Prime Minister Nouri al-Maliki has struggled for months to get members of his coalition together behind the bill, part of a long-delayed political package the Bush administration hopes will reconcile Iraq’s Sunni Arab minority with the government, reduce support for the insurgency and ease the country’s violence.

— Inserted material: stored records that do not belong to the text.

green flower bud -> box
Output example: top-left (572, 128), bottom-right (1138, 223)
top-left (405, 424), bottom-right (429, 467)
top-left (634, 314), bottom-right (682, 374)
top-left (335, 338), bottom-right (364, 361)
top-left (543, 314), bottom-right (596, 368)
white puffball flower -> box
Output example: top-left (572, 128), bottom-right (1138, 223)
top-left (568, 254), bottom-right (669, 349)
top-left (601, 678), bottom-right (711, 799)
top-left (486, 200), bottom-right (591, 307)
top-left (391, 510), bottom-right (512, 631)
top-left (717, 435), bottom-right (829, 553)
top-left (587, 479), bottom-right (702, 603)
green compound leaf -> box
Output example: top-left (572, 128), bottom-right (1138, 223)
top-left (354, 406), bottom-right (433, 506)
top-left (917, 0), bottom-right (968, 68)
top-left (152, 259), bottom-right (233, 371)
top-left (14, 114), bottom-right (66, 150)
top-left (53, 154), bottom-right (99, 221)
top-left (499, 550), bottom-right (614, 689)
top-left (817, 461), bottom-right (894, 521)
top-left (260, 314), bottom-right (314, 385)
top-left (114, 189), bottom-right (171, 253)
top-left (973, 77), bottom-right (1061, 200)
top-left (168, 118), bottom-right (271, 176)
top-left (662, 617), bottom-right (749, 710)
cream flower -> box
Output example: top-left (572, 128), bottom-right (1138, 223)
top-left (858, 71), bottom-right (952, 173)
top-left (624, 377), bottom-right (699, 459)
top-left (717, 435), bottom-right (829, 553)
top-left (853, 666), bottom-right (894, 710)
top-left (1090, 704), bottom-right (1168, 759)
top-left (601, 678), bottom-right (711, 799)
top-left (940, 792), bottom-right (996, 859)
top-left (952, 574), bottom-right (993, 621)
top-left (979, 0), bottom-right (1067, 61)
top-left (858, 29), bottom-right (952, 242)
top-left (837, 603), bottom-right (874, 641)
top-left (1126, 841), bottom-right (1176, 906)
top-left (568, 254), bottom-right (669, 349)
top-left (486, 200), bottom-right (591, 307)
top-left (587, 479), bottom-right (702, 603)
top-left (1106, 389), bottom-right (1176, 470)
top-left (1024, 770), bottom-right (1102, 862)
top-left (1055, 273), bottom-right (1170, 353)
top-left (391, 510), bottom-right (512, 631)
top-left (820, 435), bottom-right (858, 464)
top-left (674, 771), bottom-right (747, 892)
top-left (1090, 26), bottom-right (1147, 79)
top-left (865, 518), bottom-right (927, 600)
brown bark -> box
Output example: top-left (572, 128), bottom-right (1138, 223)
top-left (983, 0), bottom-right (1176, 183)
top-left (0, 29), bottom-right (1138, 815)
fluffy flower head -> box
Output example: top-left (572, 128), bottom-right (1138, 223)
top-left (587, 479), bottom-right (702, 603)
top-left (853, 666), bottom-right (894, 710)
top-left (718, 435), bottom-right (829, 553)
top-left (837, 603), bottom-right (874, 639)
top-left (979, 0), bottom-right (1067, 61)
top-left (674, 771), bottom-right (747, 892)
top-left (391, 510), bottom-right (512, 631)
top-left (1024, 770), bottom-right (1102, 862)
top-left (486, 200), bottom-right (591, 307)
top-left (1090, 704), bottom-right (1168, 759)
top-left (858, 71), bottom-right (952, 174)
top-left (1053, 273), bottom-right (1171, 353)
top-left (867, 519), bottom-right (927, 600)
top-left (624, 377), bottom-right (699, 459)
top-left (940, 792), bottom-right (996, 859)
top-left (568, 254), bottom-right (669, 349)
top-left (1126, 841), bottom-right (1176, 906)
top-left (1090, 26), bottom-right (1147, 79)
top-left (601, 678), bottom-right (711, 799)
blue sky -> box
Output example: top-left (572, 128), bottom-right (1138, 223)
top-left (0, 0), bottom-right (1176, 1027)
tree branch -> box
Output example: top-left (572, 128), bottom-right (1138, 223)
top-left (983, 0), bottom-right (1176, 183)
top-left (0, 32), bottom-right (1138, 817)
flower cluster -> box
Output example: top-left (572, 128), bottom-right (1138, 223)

Parliament failed to start debate on the bill yesterday, despite Mr. al-Maliki’s announcement the day before that it would. Sunni and Kurdish members of his coalition rejected the measure, despite Mr. al-Maliki’s claim a day earlier that the Cabinet had approved the bill unanimously.

AFGHANISTAN

Canadians killed by roadside bomb

KANDAHAR — A roadside bomb tore through a NATO vehicle yesterday, killing six Canadian soldiers and their Afghan interpreter in a southern region of Afghanistan that has seen recent heavy fighting, officials said.

The blast in Kandahar province’s Zhari district raised the number of foreign soldiers killed in the country this year to at least 102, officials said. Brig. Gen. Tim Grant, the head of Canadian forces in Afghanistan, said the six slain troops were Canadian.

The attack was the deadliest against foreign troops in Afghanistan since May 13, when seven troops were killed — five Americans, a Canadian and a Briton — in a crash of their Chinook helicopter in Helmand province.

COLOMBIA

Rebels release video of hostages

BOGOTA — Colombian rebels released a video showing seven kidnapped police officers and soldiers — some of whom have spent nearly a decade in captivity — pleading for the government and rebels to negotiate their freedom.

The video was made by the Revolutionary Armed Forces of Colombia, or FARC, and given to the news channel Al Jazeera, according to Colombia’s RCN news, which played clips Tuesday night.

“In the camps, I have met with many prisoners of war and some detained politicians like [former presidential candidate] Ingrid Betancourt and Mrs. Clara Rojas and a little boy that goes everywhere with them,” soldier Giovanni Dominguez said in the video. He was almost certainly referring to 3-year-old Emmanuel, a child Mrs. Rojas is believed to have had with one of her captors.

RWANDA

Ex-major convicted in 1994 genocide

BRUSSELS — A jury yesterday found a former Rwandan major guilty of manslaughter in connection with the deaths of 10 Belgian peacekeepers on U.N. duty at the start of the Rwandan genocide 13 years ago.

The 12 jurors, however, did not find the Rwandan, Bernard Ntuyahaga, responsible for the killing of then-Prime Minister Agatha Uwilingiyimana, whom the Belgian peacekeepers were protecting. The killings of the peacekeepers and the prime minister touched off Rwanda’s genocide, a 100-day killing spree during which radical Hutus slaughtered an estimated 500,000 people, mostly ethnic Tutsis.

NORTH KOREA

Heavy oil en route after nuclear accord

SEOUL — North Korea will receive its first promised shipment of energy aid next week, South Korea said yesterday, a day after Pyongyang’s reclusive leader urged progress in a deal to dismantle his country’s nuclear programs.

In his first official remarks on the long-delayed pact, North Korean leader Kim Jong-il was paraphrased as telling China’s foreign minister that “all the parties should implement the initial actions” of a disarmament agreement reached in February, the Chinese Foreign Ministry said in a statement on its Web site.

Under the deal governing the shutdown of the North’s Yongbyon reactor — agreed to by the two Koreas, China, Japan, Russia and the United States — Seoul promised to send 50,000 tons of heavy fuel oil to Pyongyang.